Grayson College is currently projecting a $1.07 milllion funding decrease for the next fiscal year, following projected decreases in enrollment and state funding amid the COVID-19 pandemic.
The update came last week during the monthly board of trustees meeting in which college staff outlined three possible scenarios for next year’s budget. The talks were intended to serve as one of the first steps toward setting the upcoming budget.
“These numbers are very early,” GC President Jeremy McMillan said last week. “I don’t want to say it could be worse than the worst case scenario projected here, but I was on a call this morning that one of my colleagues was budgeting a scenario for a 20 percent reduction in state funding.
“So, if you went on that alone, you would add on $888,000 less in our pockets for that.”

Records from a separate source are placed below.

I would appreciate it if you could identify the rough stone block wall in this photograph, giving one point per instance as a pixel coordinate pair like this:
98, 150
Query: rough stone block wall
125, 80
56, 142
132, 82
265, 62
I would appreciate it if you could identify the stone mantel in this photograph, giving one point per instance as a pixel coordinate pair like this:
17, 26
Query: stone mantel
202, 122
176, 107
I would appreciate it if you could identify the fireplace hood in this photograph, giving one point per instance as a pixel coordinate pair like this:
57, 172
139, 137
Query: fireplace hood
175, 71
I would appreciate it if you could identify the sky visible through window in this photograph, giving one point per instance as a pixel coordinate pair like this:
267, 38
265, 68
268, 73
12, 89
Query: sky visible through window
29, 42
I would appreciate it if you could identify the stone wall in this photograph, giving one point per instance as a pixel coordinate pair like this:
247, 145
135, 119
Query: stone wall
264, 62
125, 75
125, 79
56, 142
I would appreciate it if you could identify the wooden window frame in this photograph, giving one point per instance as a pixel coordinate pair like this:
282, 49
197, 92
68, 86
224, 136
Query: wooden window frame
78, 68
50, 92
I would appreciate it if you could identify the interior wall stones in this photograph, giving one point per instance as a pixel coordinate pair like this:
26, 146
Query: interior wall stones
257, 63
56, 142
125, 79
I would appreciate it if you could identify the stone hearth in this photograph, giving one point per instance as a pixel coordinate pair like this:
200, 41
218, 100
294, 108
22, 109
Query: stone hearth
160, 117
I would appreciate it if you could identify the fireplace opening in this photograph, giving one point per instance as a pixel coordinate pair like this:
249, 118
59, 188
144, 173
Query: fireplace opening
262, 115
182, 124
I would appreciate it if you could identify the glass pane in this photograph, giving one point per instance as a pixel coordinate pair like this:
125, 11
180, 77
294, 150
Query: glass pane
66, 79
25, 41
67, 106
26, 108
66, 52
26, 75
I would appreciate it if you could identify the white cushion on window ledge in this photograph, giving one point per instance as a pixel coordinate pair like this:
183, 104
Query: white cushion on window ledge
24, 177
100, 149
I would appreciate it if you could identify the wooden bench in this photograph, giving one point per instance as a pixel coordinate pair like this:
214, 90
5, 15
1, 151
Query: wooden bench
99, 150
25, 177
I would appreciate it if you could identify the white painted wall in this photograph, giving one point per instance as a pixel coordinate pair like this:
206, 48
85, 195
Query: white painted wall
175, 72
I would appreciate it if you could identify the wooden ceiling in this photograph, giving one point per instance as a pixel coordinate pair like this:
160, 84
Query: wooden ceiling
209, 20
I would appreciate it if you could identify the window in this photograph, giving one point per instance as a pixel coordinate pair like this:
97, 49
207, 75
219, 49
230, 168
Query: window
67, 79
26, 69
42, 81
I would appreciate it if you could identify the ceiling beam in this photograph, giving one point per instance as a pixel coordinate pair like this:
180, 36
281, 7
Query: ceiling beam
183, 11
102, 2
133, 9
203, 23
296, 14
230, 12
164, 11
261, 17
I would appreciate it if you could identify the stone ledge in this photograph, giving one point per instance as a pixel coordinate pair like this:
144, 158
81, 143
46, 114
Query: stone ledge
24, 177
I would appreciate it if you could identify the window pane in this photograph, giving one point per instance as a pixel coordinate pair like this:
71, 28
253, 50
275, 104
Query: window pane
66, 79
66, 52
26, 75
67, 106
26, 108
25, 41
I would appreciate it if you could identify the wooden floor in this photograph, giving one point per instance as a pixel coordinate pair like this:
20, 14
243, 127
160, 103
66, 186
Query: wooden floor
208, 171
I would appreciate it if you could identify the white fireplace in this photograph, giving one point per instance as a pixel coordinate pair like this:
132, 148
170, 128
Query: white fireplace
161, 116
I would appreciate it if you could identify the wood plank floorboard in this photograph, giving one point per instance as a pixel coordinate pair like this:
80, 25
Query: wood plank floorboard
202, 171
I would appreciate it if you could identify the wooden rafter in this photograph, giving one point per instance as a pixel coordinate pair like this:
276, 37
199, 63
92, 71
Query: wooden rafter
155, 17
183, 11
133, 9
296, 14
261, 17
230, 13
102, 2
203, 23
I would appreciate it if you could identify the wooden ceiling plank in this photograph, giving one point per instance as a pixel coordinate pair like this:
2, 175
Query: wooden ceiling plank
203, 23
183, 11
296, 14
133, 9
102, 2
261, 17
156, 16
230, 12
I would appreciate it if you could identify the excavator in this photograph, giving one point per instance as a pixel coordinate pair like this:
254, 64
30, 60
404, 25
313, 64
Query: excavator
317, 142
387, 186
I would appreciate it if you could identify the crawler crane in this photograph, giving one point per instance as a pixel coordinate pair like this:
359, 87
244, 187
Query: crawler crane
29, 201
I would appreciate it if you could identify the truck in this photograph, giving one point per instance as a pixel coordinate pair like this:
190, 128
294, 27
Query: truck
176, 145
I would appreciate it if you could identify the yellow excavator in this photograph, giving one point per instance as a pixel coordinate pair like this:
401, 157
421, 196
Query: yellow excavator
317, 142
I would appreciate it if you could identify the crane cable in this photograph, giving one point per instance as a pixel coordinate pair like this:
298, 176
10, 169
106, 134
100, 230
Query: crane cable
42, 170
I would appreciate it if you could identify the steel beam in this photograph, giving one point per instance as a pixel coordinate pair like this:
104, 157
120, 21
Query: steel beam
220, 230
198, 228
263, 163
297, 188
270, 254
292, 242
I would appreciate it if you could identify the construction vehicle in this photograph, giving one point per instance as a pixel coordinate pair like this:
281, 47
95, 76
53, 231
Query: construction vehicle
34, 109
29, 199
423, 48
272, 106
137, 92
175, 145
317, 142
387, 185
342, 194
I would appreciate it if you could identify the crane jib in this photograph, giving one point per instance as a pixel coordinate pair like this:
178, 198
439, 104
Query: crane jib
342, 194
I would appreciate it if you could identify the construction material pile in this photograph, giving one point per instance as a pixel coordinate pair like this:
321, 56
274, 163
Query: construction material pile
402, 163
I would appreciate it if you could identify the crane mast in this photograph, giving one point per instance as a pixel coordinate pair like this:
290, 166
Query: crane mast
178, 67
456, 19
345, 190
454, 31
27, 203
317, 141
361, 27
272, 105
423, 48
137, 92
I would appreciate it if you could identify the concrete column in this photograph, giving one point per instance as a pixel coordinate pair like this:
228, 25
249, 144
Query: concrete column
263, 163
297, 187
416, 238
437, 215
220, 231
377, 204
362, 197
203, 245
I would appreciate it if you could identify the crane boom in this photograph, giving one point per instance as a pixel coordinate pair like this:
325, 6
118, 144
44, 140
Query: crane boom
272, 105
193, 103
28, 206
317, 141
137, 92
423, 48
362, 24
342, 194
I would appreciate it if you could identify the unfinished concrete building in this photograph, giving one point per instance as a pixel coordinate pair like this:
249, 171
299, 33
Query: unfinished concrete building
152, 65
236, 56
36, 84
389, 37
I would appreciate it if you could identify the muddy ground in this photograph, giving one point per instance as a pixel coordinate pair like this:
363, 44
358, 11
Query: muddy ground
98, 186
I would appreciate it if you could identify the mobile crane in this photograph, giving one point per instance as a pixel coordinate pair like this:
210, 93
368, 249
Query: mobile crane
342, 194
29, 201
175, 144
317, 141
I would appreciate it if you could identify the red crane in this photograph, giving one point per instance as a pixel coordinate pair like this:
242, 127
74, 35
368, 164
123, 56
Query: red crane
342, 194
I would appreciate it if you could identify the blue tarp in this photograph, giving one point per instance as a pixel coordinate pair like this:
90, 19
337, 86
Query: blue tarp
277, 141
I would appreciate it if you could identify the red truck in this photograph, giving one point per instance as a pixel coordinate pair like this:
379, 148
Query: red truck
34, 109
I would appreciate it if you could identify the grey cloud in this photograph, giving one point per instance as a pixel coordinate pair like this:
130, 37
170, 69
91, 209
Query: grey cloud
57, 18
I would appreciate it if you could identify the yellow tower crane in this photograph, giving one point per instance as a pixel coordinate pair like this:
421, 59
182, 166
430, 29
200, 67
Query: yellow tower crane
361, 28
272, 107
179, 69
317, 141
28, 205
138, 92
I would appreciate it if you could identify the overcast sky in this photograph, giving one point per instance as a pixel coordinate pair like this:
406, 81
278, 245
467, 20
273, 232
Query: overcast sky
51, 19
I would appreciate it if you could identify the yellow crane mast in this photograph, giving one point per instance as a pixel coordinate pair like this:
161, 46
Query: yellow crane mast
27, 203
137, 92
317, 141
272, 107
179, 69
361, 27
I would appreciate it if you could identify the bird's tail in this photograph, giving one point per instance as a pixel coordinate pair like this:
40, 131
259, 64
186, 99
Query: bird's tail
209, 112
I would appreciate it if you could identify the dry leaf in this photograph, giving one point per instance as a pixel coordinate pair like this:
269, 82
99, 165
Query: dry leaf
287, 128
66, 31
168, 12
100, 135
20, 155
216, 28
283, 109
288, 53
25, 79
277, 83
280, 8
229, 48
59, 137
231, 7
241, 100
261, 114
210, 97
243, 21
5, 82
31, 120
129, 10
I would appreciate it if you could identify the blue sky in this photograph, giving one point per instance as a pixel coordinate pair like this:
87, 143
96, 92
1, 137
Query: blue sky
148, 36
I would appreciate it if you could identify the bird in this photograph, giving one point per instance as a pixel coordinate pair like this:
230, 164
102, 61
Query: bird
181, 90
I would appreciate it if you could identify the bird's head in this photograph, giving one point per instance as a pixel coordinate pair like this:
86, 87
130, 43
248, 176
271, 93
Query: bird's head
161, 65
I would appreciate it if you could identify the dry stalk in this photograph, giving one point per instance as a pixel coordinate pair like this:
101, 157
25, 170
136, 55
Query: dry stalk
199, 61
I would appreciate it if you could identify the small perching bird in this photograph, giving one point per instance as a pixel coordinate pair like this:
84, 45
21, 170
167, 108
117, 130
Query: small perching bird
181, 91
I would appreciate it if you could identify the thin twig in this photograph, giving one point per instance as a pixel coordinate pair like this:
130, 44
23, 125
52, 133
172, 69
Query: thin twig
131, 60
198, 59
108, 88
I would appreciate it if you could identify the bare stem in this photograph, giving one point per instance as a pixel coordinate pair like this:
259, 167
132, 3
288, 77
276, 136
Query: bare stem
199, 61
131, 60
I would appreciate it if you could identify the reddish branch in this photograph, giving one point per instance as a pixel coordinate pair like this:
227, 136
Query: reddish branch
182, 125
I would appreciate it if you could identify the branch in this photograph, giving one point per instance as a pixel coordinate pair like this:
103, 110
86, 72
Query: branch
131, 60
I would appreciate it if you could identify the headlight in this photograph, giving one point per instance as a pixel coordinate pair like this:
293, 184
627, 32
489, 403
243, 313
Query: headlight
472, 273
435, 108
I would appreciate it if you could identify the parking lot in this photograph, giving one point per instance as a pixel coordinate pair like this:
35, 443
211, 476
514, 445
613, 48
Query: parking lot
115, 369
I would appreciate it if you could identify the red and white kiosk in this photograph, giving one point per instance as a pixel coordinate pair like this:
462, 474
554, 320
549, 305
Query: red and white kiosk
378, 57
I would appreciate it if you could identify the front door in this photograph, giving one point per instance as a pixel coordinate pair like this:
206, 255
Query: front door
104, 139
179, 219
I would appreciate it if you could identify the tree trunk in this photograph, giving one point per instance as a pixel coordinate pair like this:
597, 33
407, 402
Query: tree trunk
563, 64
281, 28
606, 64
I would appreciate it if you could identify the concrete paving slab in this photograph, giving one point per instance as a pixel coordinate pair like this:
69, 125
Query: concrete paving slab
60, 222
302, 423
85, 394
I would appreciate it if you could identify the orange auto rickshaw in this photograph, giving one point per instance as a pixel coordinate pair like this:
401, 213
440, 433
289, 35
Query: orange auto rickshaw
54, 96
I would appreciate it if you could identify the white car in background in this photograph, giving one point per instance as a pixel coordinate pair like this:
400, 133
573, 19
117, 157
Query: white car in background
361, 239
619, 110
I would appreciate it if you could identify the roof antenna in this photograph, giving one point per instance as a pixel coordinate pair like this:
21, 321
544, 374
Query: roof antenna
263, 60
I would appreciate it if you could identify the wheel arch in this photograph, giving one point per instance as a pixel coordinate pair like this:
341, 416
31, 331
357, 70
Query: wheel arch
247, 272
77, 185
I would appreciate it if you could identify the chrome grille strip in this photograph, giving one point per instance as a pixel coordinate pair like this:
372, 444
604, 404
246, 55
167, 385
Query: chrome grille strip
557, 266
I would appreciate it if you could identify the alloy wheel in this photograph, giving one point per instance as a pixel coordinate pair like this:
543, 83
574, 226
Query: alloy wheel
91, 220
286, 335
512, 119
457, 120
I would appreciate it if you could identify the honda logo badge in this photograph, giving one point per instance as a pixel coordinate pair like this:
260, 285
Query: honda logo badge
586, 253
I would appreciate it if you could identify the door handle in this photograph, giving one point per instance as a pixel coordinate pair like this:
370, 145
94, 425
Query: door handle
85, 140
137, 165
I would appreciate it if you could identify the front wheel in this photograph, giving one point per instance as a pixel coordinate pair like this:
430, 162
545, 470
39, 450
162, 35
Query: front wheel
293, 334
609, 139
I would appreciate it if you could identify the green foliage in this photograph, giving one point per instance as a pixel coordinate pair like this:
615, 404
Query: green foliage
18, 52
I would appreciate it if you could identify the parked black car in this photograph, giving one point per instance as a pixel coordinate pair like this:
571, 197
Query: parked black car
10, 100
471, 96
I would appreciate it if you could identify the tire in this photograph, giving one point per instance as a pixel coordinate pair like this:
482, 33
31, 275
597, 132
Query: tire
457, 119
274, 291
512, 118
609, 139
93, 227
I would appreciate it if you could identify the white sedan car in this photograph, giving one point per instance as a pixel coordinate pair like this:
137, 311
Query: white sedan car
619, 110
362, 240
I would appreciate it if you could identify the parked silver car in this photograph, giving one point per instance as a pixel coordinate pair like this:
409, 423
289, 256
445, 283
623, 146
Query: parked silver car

For the current year, the college is anticipating that revenues will be modestly over expenses by about $398,000 for the full year. College officials attributed this in part to a mixture of reduced enrollment and tuition alongside some savings from adjunct salaries, utilities and other expenses that were stalled due to the pandemic.
For the upcoming year, college officials presented three scenarios that represent the best, worst and most-likely scenario for budget going into 2021. The best-case scenario is the only scenario that presents the college with revenues over expenses.
“Those numbers that have changes would have been positive numbers in previous years and right now we are looking at the possibility of negatives,” GC Vice President of Business Services Giles Brown said.
In the best case scenario, the college anticipates a budget increase of about $849,500. However, on the other side of the spectrum, the worst case scenario could see the college budget drop by $3.27 million.
The largest portion of this decrease can be attributed to tuition decreases, with a possible loss of $1.91 million from general tuition and an additional $565,000 associated with courses from the Center for Workplace Learning.
“As we see registration come in for the summer term, it is not what it has been at this time in the past,” McMillan said.
Currently the college is looking at what courses can be transitioned for online. The college is also working to alleviate congestion in classes that must meet in person. These including lab work and skills-based courses, including manufacturing and industrial courses in the CWL.
In all cases, the college is anticipating an increase in local tax funding due to increasing property values. This anticipated increase ranges from $425,000 in the worst-case scenario to $936,500 for the best-case scenario.
With the COVID-19 pandemic having a negative impact on the economy, McMillan said the college is anticipating a drop in collection rate from the historic 98 percent to about 95 percent.
“We feel sure that values will be up and looking at collection rates even in downturns we haven’t seen a decrease in that,” Brown said.